We Americans are notorious for our lack of interest and knowledge of other nations and their customs, but we often asked over the past 80 years, "How did it happen?" or "Why didn't the good people of Germany stop it?"
Lord knows there were some who tried, and many who died trying.
There are famous works of history and analysis, explanations of what happened and why. It remains difficult for us to relate to those lessons, looking into our own mirror, clouded by our pride, propaganda and passions.
The "some who tried" mentioned above often left a record of the efforts they made or the warnings they cried out to their neighbors.

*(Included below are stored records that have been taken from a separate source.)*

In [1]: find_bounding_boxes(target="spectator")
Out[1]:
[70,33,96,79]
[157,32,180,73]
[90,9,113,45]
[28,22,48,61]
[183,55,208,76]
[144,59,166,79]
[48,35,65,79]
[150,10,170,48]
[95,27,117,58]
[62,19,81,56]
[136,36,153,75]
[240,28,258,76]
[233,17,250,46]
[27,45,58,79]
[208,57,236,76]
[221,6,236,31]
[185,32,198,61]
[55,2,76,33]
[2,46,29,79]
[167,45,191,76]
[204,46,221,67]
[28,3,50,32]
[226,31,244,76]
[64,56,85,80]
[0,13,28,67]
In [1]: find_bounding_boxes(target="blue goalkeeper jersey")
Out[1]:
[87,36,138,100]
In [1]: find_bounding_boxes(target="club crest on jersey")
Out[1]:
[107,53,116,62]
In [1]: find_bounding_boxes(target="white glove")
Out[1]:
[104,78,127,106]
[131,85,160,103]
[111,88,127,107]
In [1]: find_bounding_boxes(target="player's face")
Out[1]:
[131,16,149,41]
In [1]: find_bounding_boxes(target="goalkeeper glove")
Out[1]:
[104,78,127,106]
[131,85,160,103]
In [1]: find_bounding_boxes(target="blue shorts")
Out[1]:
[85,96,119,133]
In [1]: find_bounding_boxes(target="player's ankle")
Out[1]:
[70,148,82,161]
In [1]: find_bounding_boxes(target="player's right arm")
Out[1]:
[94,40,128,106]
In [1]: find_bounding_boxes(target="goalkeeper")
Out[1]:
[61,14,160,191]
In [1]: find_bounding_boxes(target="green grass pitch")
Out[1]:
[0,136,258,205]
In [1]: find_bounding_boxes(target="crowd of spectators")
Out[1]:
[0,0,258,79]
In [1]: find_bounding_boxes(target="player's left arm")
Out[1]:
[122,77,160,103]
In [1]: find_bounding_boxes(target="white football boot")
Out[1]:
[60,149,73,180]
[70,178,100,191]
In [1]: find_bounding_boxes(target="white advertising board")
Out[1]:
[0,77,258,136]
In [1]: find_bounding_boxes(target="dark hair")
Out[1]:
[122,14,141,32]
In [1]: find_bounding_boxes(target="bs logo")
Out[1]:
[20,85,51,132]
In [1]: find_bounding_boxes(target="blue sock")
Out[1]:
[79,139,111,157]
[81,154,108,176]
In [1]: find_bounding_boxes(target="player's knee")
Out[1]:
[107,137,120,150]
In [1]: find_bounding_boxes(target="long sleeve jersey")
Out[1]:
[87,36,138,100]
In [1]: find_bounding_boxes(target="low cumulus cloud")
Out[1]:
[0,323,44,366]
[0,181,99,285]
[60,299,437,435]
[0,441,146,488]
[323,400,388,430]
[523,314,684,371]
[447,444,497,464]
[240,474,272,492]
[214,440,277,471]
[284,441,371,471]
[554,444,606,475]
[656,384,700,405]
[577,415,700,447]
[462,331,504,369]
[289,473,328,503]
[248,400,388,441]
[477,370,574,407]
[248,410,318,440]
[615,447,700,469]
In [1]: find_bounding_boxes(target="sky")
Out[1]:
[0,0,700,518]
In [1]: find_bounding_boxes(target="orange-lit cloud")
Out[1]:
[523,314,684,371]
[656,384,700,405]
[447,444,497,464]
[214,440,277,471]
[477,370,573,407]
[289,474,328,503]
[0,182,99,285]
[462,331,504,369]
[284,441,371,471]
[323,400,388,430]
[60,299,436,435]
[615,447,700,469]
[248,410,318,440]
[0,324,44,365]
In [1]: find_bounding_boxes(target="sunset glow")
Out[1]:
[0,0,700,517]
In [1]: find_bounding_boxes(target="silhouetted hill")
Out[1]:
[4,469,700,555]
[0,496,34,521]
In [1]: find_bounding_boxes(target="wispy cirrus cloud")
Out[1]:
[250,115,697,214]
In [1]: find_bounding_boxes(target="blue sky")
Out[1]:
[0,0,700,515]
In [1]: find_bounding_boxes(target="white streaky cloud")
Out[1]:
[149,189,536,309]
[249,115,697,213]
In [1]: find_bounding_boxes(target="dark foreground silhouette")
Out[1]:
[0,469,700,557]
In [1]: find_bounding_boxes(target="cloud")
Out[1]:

"Nationalism and Culture" (1938), by German writer Rudolph Rocker, contains a few lines we had best consider and remember, as we watch the dismantling of our own culture of freedom and our traditions of welcoming and cooperation.
These are a few of Rocker's words that rocked my comfortable world:
"Freedom which tries to replace a man's responsibility towards his fellow men by the senseless dictum of authority is sheer willfulness and a denial of all justice and humanity."
"In the subconsciousness of men, there are hidden forces which cannot be grasped logically. It is the religious urge which still lives in men today, although the forms of faith have changed. The Crusader's cry 'God wills it!' would hardly raise an echo in Europe today, but there are still millions of men who are ready for anything if the nation wills it."
"The national flag covers every injustice, every inhumanity, every lie, every outrage, every crime. The collective responsibility of the nation kills the sense of justice of the individual and brings man to the point where he overlooks injustice done; where, indeed, it may appear to him a meritorious act if committed in the interest of the nation."
Herr Rocker goes on to quote the Indian poet-philosopher Rabindranath Tagore from his work, "Nationalism" (1917): "And the idea of the nation is one of the most powerful anesthetics man has ever invented. Under its fumes, the whole people can carry out its systematic program of the most virulent self-seeking without being the least aware of its moral perversion -- in fact, feeling dangerously resentful when it is pointed out."
And Rocker quotes Johann G. Seume who said, "The nation which can only be saved by one man and wants to be saved that way deserves a whipping."
Just as the United States and its allies delivered the whipping that remade Germany, I fear that the restoration of our democratic republic may only be achieved by a whipping from some other nations. I don't think we will ever again hear the question "Why did they not stop it?" We are living the answer.